A deplorável escalada verbal entre o presidente dos EUA, Donald Trump, e o líder norte-coreano Kim Jong-un,
para além de um intercâmbio de bravatas impróprio até mesmo em brigas
de adolescentes, mostra até que ponto a concepção que o governante
norte-americano tem das relações internacionais o incapacita para lidar com crises complexas que, mal conduzidas — como é o caso —, podem ter graves consequências.
Deveria ser desnecessário dizer que Estados Unidos e Coreia do Norte
não se equiparam. Em primeiro lugar, pelo regime de liberdade e
direitos de que desfrutam seus cidadãos. A democracia mais poderosa do
mundo não joga de forma alguma no mesmo campo da obscura ditadura comunista
hereditária. Mas é disso exatamente que o inquilino da Casa Branca
deveria se lembrar ao subir à principal tribuna da comunidade de nações —
a Assembleia Geral das Nações Unidas
— e começar a expor sua visão do que será o mundo nos próximos anos. E
deveria ser qualquer coisa menos um lugar em que voem os insultos e as
ameaças nada veladas.
No entanto, mesmo já sendo alarmante o grau de hostilidade ao qual
estão chegando as coisas na crise norte-coreana, o presidente dos EUA
apresentou uma ideia ainda mais preocupante em médio e longo prazo para a
sobrevivência do atual sistema de relações diplomáticas. Em uma versão
do neoliberalismo econômico
selvagem aplicada ao diálogo entre as nações, Trump proclamou sua visão
de uma comunidade internacional composta por fortes nações-Estado cada
uma olhando primeiro — e proclamando — o próprio interesse acima de
qualquer outra consideração. O presidente norte-americano acrescentou
que isso facilitaria as relações pacíficas esquecendo — ou ignorando —
que esse sistema foi o que imperou durante todo o século XIX e teve um
resultado dramático materializado em duas Guerras Mundiais
com centenas de milhões de mortos e um mundo dividido durante os 70
anos seguintes. Um sistema do qual os Estados Unidos optaram por não
participar, preferindo ficar isolados a maior parte do tempo, até que
alguns de seus governantes entendessem — à força — que vivemos em um
planeta no qual já não é possível se fechar.

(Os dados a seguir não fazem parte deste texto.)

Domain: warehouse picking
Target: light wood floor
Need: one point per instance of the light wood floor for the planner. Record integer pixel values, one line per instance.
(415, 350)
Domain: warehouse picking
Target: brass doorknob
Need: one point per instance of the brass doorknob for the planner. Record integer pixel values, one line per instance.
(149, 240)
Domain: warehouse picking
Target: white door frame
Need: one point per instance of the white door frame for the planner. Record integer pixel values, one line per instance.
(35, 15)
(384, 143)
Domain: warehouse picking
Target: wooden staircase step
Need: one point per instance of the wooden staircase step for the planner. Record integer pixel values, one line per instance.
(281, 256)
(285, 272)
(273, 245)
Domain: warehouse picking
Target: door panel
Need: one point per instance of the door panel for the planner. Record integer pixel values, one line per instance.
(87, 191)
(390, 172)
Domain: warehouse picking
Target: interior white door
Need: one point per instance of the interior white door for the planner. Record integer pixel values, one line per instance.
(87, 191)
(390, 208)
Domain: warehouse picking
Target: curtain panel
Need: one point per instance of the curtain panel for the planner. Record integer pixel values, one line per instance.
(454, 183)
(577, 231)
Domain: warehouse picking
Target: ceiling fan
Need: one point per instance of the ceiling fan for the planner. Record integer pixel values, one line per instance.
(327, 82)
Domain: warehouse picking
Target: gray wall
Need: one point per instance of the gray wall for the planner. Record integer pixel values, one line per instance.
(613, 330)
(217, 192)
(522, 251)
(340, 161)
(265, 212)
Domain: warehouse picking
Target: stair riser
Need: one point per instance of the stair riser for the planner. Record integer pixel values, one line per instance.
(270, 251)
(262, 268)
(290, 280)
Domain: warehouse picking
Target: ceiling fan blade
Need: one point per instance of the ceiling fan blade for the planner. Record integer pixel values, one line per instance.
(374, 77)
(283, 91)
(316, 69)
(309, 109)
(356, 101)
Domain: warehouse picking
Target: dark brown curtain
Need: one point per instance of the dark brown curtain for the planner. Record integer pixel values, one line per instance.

Desde 1945 — com seus altos e baixos e suas infelizmente
numerosíssimas exceções — a comunidade internacional encontrou e
garantiu um sistema para viver em paz e dirimir conflitos mediante a
negociação e a intervenção de grupos de países, às vezes sem qualquer
interesse direto no problema concreto. Um sistema integrador que
inclusive deu exemplos de grande sucesso em termos de democracia e
progresso, como no caso da União Europeia
tão desprezada por Trump. Substituir os fóruns de diálogo multilaterais
por conciliábulos a dois nos quais se supõe que o egoísmo — mal
classificado por Trump de patriotismo
— é a garantia de que tudo sairá bem é simplesmente um exercício
dialético difícil de acreditar. Ainda pior, em suas palavras o
presidente norte-americano aventou que nesse sistema cada país poderia
se organizar segundo suas diferenças. Devem deixar de nos importar as
violações de direitos humanos em outros lugares? Decididamente, o mundo de Donald Trump não será melhor.